3.4. Complexity of microbiome communities associated with the soil in different Grape varieties

Co-occurrence network analysis including the class of bacteria showed that the network complexity (here defined by average changes in network properties, focusing particularly on nodes and edges) was different among grape varieties. The Malbec variety showed the least complex interactions (104 nodes; 123 edges; 27 communities; Fig. 6B), while the Cabernet Sauvignon presented the most complex interaction (151 nodes; 371 edges; 26 communities; Fig. 6A). The Syrah variety of both vineyards (Portal da Luz and Terrassos) had the same result (161 nodes; 224 edges; 30 communities; Fig. 6C and D). Patterns in topological measures, such as the graph density and average weighted degree, were similar to the patterns observed for the edge numbers (Table S4).

Fig. 6.

Fig. 6

Network analysis using relative abundance by class of bacteria. Co-occurrence of bacterial groups associated with each variety. Number of the total nodes and edges are shown at the bottom of each network.

4. Discussion

Worldwide, there are few studies on the effects of physical (climate, soil, nutrients), biological (microbiota, grape variety, and fauna), and geographical factors on vineyard soil and grape quality [31,32]. Since in Brazil these association still very poorly explored we aim to evaluate as the first time a deeply study comparing the bacteria soil diversity in different locations and with different varieties.

Our results showed that at a taxonomic level, the phyla Proteobacteria, Actinobacteria and Acidobacteria, Chloroflexi were the most prevalent in all samples analyzed (Table S2).

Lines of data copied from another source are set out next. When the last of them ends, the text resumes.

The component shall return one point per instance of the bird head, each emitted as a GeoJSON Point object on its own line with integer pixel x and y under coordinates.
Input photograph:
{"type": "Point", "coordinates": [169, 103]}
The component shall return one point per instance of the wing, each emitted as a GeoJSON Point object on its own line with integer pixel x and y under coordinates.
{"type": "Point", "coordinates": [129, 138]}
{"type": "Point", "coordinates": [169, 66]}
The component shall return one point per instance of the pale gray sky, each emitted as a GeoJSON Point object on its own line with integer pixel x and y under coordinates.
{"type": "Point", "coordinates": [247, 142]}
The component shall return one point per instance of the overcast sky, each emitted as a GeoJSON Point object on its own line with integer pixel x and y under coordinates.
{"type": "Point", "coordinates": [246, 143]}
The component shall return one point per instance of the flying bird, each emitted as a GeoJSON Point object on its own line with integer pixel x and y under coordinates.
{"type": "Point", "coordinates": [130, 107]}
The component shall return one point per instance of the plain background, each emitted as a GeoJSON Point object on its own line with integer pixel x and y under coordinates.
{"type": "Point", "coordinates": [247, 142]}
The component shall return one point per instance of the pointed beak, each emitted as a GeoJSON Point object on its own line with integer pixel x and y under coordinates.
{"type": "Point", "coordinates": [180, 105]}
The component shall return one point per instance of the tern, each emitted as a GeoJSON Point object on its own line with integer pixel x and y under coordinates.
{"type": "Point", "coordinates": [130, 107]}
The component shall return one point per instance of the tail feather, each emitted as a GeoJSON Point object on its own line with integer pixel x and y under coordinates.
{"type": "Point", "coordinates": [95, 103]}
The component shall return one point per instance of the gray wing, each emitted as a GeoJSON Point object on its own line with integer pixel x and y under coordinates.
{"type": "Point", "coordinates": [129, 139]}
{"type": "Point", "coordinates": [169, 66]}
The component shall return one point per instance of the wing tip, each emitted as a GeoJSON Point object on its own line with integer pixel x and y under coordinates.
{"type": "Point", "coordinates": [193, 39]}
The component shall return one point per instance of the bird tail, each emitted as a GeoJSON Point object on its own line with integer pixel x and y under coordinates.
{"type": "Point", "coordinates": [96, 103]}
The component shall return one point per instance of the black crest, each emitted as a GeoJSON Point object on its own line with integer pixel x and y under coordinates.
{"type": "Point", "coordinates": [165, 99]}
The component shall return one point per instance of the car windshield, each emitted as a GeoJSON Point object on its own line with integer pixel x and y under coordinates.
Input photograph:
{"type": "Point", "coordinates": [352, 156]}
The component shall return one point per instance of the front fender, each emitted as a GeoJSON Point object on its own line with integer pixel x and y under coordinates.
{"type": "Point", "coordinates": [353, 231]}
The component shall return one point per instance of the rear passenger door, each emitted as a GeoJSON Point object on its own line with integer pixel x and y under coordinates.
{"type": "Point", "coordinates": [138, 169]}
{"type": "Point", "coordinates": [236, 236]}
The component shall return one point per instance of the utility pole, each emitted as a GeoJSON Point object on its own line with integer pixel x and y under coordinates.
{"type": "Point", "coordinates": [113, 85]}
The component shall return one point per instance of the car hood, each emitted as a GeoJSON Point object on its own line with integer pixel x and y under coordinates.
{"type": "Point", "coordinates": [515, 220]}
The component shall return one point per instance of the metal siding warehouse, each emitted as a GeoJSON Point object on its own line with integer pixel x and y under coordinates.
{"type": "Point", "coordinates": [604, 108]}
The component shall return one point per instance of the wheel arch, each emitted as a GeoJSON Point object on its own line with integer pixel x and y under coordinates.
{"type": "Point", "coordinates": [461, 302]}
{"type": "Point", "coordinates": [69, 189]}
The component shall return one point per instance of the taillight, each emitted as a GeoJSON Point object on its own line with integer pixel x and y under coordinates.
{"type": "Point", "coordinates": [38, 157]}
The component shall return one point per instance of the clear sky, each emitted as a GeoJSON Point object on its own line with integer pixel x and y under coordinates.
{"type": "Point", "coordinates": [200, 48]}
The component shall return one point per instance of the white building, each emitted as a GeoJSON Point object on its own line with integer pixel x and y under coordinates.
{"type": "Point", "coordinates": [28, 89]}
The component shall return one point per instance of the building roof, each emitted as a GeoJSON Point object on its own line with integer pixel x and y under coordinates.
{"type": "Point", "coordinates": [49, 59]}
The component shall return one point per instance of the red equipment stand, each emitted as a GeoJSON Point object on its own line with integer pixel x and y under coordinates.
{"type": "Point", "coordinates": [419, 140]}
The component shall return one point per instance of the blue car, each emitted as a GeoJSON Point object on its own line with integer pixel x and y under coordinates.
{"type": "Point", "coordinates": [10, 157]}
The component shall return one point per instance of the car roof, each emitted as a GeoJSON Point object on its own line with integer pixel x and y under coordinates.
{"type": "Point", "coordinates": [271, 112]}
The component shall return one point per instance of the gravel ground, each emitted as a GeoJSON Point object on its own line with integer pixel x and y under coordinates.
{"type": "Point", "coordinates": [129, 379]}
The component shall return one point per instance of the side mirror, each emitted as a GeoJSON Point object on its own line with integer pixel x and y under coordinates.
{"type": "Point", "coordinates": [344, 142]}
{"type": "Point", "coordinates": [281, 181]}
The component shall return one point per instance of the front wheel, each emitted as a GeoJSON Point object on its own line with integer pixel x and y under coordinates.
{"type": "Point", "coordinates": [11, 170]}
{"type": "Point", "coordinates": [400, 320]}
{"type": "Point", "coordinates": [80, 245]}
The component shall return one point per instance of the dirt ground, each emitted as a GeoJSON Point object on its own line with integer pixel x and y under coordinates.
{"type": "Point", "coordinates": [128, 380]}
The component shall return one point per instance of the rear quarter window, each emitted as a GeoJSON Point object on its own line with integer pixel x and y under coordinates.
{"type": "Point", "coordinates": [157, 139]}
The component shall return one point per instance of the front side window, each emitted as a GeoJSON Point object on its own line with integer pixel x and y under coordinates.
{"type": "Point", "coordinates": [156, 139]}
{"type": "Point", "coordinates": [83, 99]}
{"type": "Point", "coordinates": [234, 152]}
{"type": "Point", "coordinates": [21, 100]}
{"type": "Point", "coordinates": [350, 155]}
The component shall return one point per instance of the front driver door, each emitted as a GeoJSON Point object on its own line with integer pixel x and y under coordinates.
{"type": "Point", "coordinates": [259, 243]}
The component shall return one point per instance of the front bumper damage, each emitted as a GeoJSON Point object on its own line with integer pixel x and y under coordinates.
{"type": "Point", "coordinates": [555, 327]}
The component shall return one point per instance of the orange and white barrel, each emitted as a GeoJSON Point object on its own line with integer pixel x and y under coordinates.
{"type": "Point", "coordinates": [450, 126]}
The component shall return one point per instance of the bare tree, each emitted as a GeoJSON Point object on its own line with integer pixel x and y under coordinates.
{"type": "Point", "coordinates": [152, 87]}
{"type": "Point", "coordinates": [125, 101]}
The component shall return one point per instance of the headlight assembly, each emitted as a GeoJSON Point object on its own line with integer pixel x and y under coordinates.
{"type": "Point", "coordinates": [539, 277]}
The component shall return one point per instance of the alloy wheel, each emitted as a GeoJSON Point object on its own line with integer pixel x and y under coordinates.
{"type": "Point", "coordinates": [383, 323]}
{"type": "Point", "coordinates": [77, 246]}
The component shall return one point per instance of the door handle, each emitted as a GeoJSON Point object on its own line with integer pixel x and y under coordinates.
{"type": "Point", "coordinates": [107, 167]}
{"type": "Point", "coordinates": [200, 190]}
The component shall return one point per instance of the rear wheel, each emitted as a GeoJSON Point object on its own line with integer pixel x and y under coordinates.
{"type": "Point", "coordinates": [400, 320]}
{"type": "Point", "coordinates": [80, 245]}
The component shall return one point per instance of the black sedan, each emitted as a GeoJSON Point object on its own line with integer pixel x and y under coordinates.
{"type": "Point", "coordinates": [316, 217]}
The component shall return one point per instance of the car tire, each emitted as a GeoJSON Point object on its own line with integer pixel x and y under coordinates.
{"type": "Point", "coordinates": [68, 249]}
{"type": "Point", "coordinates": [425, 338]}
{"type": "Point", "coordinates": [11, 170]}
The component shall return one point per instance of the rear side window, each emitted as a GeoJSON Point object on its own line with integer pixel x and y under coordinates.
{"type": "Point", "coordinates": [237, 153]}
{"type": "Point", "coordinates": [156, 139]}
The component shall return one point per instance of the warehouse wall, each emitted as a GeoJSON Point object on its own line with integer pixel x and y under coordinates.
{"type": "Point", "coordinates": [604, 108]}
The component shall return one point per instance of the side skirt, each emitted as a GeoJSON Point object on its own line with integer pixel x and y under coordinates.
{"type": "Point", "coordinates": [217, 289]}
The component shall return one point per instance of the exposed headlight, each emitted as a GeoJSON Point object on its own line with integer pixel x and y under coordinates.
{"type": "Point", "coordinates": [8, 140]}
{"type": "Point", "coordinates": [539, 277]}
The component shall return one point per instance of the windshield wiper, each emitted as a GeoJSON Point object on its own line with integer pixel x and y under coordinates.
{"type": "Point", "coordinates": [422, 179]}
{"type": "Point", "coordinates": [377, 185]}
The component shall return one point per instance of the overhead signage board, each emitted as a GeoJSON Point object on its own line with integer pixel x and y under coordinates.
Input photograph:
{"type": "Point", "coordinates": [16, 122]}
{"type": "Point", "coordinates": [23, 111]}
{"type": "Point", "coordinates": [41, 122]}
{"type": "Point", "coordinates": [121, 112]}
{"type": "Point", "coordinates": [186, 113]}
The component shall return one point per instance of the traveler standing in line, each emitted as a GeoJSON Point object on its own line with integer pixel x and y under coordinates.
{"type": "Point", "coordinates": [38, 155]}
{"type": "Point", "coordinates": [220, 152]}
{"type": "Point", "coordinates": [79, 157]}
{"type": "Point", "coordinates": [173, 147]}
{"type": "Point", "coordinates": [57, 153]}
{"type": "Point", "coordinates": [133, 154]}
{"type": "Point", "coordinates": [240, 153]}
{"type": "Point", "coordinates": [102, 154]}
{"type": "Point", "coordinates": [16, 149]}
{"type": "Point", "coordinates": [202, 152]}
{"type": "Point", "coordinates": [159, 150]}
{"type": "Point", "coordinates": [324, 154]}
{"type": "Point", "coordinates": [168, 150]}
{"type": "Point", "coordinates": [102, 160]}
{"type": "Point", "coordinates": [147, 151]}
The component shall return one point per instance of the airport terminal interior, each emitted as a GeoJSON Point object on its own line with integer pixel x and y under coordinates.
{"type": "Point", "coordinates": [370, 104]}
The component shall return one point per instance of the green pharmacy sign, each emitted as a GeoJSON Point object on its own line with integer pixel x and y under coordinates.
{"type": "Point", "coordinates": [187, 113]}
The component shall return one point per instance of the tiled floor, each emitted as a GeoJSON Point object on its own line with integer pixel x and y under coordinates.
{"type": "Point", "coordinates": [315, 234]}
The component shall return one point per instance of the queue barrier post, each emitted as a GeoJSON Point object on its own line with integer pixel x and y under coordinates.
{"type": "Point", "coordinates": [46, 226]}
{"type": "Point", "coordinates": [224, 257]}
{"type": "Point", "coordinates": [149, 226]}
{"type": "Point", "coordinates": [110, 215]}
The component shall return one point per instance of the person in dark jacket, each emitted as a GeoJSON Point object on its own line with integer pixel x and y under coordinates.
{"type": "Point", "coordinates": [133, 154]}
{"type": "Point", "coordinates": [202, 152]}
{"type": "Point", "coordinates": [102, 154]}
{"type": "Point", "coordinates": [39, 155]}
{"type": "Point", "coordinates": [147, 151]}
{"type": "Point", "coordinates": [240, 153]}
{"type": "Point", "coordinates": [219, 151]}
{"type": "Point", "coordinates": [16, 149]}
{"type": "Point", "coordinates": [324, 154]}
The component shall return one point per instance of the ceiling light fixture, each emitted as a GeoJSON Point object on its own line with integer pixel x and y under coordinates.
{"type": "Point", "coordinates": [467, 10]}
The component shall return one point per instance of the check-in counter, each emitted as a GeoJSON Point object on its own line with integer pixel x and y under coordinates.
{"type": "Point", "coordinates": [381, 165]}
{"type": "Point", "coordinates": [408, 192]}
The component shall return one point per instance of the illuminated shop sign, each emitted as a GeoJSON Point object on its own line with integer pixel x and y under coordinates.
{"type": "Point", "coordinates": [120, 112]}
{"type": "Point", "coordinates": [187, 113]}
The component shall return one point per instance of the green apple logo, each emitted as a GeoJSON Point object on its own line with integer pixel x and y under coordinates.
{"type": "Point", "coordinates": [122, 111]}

In a similar study carried out in northern China, in which different grape varieties grown in the same region, Actinobacteria was significantly enriched in Syrah compared to other varieties, and Proteobacteria was significantly enriched in Cabernet Sauvignon [33]. In another study in vineyard soil of the Pinot Noir variety, the most common phyla were Actinobacteria, Proteobacteria, Gemmatimonadetes and Bacteroidetes, similar to our results [34]. Mezzasalma et al. (2018) also found Proteobacteria, Actinobacteria and Acidobacteria as predominant phyla in vineyard soils in Italy and Spain [16].

The Acidobacteria group is widely associated with vineyard soil worldwide [7]. Proteobacteria and Actinobacteria group predominance are thought to correlate with several processes such as biological nitrogen fixation, phosphate solubilization, degradation of organic matter and nutrient cycling that promote plant growth [35,36]. Therefore, our results indicate that Brazilian vines exhibit the same prevailing phyla in the soil, suggesting ecological homogeneity.

Multiple studies have demonstrated that both Burkholderiales and Rhizobiales play a crucial role in the denitrification process of paddy soil [37]. The former was abundant in the CSPL samples while the latter was present in all samples from this study (Fig. 2). According to Nerva et al. (2019), the orders of bacteria most present in vineyard soil were similar to those found in rice paddies, supporting our results [38]. For rice crops, a bacterium belonging to the order Burkholderiales plays a main role in the decrease of nitrate in the soil [39]. Rivas et al. (2021) described Rhizobiales as playing an important role in nitrogen fixation, and may also be involved in promoting plant growth [40]. Vicinabacterales was the third most abundant order in our study, and this group indicates phosphate solubilization in the soil [41]. Is widely described that these microorganisms can also be associated with the health of the plant facilitating the nutrient uptake and utilization, stabilization of soil structure, reduction of disease and competing with pathogens [7,42].

Another important factor for grapevine cultivation is the pH. The optimum soil pH for grapevine is around 6.0. Acidic pH (considered lower than 5.5), reduce the roots’ ability to uptake phosphorus, potassium, magnesium while increasing the concentration of aluminum and manganese. An excess of aluminum decreases the intercellular transport of micronutrient ions and attenuated elongation of roots and excessive manganese concentration oxidized phenolic compounds that can result in the chlorosis and necrosis of leaves [[43], [44], [45]].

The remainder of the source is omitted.